Slow plasma dynamo driven by electric current helicity in non-compact Riemann surfaces of negative curvature

TL;DR

This paper investigates slow plasma dynamos driven by electric current helicity on non-compact Riemann surfaces with negative curvature, exploring how curvature influences dynamo behavior and magnetic field growth.

Contribution

It introduces a study of slow plasma dynamos on non-compact negatively curved Riemann surfaces, extending previous work on dynamo mechanisms in curved geometries.

Findings

Electric current helicity is approximately 2.34 m^{-1}.

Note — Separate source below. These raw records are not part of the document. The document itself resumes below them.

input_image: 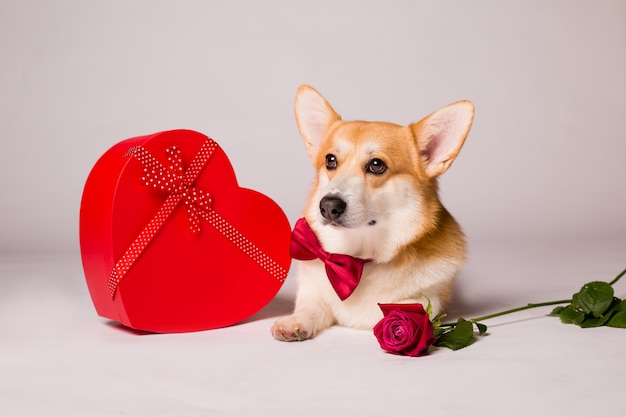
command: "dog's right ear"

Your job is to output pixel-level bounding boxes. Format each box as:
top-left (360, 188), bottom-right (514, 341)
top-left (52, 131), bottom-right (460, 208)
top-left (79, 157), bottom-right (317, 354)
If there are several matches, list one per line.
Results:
top-left (294, 85), bottom-right (341, 159)
top-left (411, 100), bottom-right (475, 178)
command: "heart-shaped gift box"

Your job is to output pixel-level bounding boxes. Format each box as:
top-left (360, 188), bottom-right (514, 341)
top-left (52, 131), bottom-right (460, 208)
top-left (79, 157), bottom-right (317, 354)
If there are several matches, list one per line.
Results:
top-left (80, 129), bottom-right (292, 332)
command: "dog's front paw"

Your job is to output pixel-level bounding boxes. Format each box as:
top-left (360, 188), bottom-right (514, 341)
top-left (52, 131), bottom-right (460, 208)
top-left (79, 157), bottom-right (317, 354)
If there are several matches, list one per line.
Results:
top-left (271, 316), bottom-right (312, 342)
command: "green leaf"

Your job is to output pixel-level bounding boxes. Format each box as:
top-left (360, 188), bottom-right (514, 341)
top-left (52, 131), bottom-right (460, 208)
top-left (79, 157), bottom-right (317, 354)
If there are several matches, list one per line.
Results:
top-left (424, 298), bottom-right (433, 316)
top-left (475, 322), bottom-right (488, 335)
top-left (558, 305), bottom-right (585, 325)
top-left (433, 327), bottom-right (444, 339)
top-left (431, 313), bottom-right (447, 324)
top-left (579, 313), bottom-right (613, 328)
top-left (607, 311), bottom-right (626, 328)
top-left (550, 305), bottom-right (567, 316)
top-left (572, 281), bottom-right (614, 318)
top-left (579, 298), bottom-right (624, 328)
top-left (434, 318), bottom-right (475, 351)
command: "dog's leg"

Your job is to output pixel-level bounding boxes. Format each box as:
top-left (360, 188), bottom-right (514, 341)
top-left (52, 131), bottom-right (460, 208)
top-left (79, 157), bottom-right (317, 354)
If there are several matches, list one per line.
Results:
top-left (270, 294), bottom-right (336, 341)
top-left (270, 303), bottom-right (335, 342)
top-left (271, 271), bottom-right (336, 341)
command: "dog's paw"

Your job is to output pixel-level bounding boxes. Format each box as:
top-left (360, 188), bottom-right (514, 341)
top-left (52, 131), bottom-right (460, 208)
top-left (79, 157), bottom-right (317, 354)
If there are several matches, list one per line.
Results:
top-left (270, 316), bottom-right (312, 342)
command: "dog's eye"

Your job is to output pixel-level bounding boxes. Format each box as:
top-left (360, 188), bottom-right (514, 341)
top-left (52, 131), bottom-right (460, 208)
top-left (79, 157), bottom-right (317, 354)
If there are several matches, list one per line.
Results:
top-left (325, 154), bottom-right (338, 170)
top-left (367, 158), bottom-right (386, 175)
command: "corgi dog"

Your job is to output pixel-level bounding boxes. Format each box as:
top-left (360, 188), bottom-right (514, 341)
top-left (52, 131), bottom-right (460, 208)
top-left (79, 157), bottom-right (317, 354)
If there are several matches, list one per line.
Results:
top-left (271, 85), bottom-right (474, 341)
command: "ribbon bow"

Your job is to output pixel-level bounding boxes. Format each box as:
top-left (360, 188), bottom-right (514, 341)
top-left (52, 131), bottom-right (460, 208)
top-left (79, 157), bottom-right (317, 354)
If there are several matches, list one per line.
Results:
top-left (128, 145), bottom-right (212, 233)
top-left (290, 217), bottom-right (371, 301)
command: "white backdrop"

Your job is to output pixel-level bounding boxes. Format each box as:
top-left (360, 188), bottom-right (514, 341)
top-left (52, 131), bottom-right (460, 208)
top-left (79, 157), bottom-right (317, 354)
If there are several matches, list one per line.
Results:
top-left (1, 0), bottom-right (625, 254)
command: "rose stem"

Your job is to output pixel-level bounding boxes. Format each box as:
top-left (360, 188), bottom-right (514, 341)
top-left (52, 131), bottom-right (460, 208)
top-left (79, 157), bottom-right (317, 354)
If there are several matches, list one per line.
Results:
top-left (608, 267), bottom-right (626, 286)
top-left (440, 267), bottom-right (626, 328)
top-left (465, 299), bottom-right (571, 323)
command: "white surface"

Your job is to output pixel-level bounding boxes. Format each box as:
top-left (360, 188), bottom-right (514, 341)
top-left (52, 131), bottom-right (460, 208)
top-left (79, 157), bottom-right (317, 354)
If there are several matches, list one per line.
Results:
top-left (1, 237), bottom-right (625, 416)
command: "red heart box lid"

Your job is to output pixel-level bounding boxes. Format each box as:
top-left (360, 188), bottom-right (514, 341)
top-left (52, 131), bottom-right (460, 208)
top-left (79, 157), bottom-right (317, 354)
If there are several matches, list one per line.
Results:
top-left (80, 129), bottom-right (292, 332)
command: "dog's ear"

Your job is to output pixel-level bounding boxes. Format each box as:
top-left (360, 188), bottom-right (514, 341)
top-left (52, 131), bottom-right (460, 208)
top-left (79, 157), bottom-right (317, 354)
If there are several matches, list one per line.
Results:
top-left (411, 100), bottom-right (474, 177)
top-left (294, 85), bottom-right (341, 159)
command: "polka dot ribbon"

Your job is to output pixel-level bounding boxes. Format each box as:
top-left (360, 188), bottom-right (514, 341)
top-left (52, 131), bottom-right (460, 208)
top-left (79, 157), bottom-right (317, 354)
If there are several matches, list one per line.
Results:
top-left (108, 139), bottom-right (288, 298)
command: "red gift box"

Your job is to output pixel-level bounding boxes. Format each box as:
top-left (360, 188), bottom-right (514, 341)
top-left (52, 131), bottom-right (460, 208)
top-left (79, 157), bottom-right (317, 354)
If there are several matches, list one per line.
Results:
top-left (80, 129), bottom-right (292, 332)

Magnetic field growth rate is about 0.022.

Dynamo action is influenced by surface curvature and helicity.

Abstract

Boozer addressed the role of magnetic helicity in dynamos [Phys Fluids \textbf{B},(1993)]. He pointed out that the magnetic helicity conservation implies that the dynamo action is more easily attainable if the electric potential varies over the surface of the dynamo. This provided us with motivation to investigate dynamos in Riemannian curved surfaces [Phys Plasmas \textbf{14}, (2007);\textbf{15} (2008)]. Thiffeault and Boozer [Phys Plasmas (2003)] discussed the onset of dissipation in kinematic dynamos. When curvature is constant and negative, a simple simple laminar dynamo solution is obtained on the flow topology of a Poincare disk, whose Gauss curvature is $K=-1$. By considering a laminar plasma dynamo [Wang et al, Phys Plasmas (2002)] the electric current helicity ${\lambda}\approx{2.34m^{-1}}$ for a Reynolds magnetic number of $Rm\approx{210}$ and a growth rate of magnetic field $|{\gamma}|\approx{0.022}$. Negative constant curvature non-compact $\textbf{H}^{2}$, has also been used in one-component electron 2D plasma by Fantoni and Tellez (Stat Phys, (2008)). Chicone et al (CMP (1997)) showed fast dynamos can be supported in compact $\textbf{H}^{2}$. PACS: 47.65.Md. Key-word: dynamo plasma.